BERLIN, July 28, 1914 (UP) -- The kaiser today refused to accept in detail the suggestion for mediation made by Sir Edward Grey, foreign secretary of England. It was understood, however, in official circles this afternoon that Germany still stood ready for a general conversation between the powers over the situation.
The kaiser maintained his first attitude that he could not take any step which would prejudice the position of his ally, Austria.
The foreign office, insisted, however, that Germany approve the spirit of Sir Edward Grey's suggestion and would welcome any practical plan of mediation.
The kaiser took the position that other powers might seek to prevail upon Austria to modify her demands upon the Belgrade government or submit the points at issue to an ambassadorial conference of the powers, but Germany could not interfere.

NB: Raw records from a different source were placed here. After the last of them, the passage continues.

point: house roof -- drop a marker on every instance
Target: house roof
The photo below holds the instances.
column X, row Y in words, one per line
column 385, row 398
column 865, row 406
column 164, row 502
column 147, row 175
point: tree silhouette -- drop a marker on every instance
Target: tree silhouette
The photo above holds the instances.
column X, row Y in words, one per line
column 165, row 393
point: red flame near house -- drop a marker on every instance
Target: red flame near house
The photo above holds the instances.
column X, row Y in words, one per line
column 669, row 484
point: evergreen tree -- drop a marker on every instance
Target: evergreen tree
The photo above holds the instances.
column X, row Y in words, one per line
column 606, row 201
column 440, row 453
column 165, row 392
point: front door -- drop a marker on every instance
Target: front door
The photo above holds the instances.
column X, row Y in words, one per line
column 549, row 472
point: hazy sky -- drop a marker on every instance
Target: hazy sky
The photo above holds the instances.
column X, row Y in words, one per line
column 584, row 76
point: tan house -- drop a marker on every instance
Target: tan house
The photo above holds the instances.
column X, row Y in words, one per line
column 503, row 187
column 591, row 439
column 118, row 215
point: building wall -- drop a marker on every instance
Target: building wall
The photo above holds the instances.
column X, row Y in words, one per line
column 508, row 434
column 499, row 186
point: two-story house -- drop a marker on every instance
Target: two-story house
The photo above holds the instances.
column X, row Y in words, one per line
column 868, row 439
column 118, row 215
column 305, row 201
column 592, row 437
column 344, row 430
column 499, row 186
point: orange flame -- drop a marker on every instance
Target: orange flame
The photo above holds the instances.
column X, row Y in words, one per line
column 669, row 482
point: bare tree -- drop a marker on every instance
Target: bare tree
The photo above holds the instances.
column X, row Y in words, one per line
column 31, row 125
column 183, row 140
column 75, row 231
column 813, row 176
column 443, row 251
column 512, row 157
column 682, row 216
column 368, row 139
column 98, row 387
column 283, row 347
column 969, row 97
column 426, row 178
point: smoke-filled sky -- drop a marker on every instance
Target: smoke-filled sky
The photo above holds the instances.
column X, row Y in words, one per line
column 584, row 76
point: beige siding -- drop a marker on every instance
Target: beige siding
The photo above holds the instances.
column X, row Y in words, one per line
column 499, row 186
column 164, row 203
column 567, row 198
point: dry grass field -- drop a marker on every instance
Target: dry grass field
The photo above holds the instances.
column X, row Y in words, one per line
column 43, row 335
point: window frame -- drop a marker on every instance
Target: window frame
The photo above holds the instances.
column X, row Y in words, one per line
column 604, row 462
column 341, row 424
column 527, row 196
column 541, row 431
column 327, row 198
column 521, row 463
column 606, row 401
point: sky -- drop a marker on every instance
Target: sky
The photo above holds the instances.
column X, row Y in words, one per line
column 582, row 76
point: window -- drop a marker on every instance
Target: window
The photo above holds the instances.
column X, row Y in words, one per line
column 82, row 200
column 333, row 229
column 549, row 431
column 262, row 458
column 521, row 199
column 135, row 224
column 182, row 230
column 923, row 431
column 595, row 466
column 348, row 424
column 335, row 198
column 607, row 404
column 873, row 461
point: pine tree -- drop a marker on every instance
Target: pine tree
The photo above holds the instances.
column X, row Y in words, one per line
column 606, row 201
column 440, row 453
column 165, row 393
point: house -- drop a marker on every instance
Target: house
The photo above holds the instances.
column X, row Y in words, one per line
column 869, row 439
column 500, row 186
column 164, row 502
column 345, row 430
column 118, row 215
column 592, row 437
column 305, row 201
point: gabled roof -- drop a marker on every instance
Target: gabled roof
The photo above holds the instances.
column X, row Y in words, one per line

Assurances have been received from St. Petersburg that general mobilization orders were not issued by Russia. This has relieved much of the feeling that a clash is inevitable.
It is understood here that the English and Italian ambassadors at Vienna and St. Petersburg are bringing every possible pressure to bear to guarantee that the conflict between Servia and Austria shall be localized.
These efforts may be successful, but diplomats here do not believe the two nations will be able to prevent Austria from enforcing the demands of her ultimatum. Austria, it is stated, will not tolerate intervention in the war planned upon the Belgrade government.